I'm reading a paper about Fast-RCNN model.
In the paper section 2.3 part of 'SGD hyper-parameters', it said that All layers use a per-layer learning rate of 1 for weights and 2 for biases and a global learning rate of 0.001
Is 'per-layer learning rate' same as 'layer-specific learning rate' that give different learning rate by layers? If so, I can't understand how they('per-layer learning rate' and 'global learning rate') can be apply at the same time?
I found the example of 'layer-specific learning rate' in pytorch.
optim.SGD([
{'params': model.some_layers.parameters()},
{'params': model.some_layers.parameters(), 'lr': 1}
], lr=1e-3, momentum=0.9)
According to paper, Is this the correct approach?
Sorry for may English
The per-layer terminology in that paper is slightly ambiguous. They aren't referring to the layer-specific learning rates.
All layers use a per-layer learning rate of 1 for weights and 2 for biases and a global learning rate of 0.001.
The concerned statement is w.r.t.
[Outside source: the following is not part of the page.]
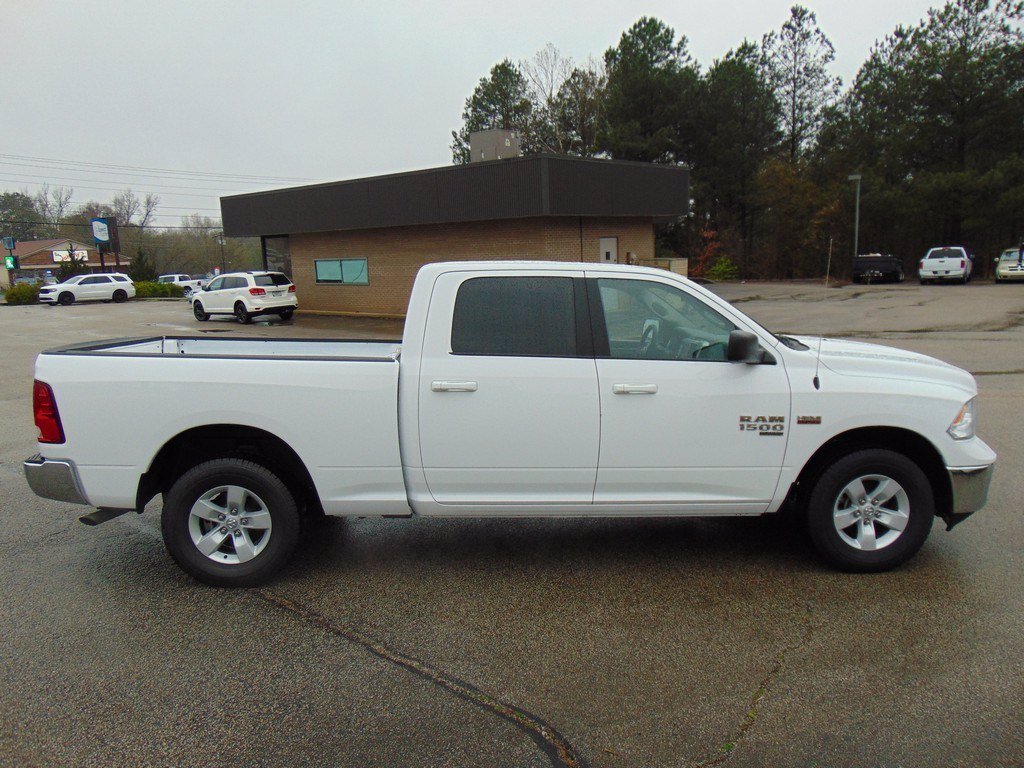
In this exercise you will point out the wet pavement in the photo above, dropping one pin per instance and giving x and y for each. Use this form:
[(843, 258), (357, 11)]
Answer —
[(603, 642)]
Caffe framework in which Fast R-CNN was originally written (github link).
They meant that they're setting the learning rate multiplier of weights and biases to be 1 and 2 respectively.
Check any prototxt
file in the repo e.g. CaffeNet/train.prototxt.
param {
lr_mult: 1
decay_mult: 1
}
param {
lr_mult: 2
decay_mult: 0
}
Thus, the effective learning rate is going to be base_lr*lr_mult
, and here, the base learning rate is 0.001, which is defined in solver.prototxt
.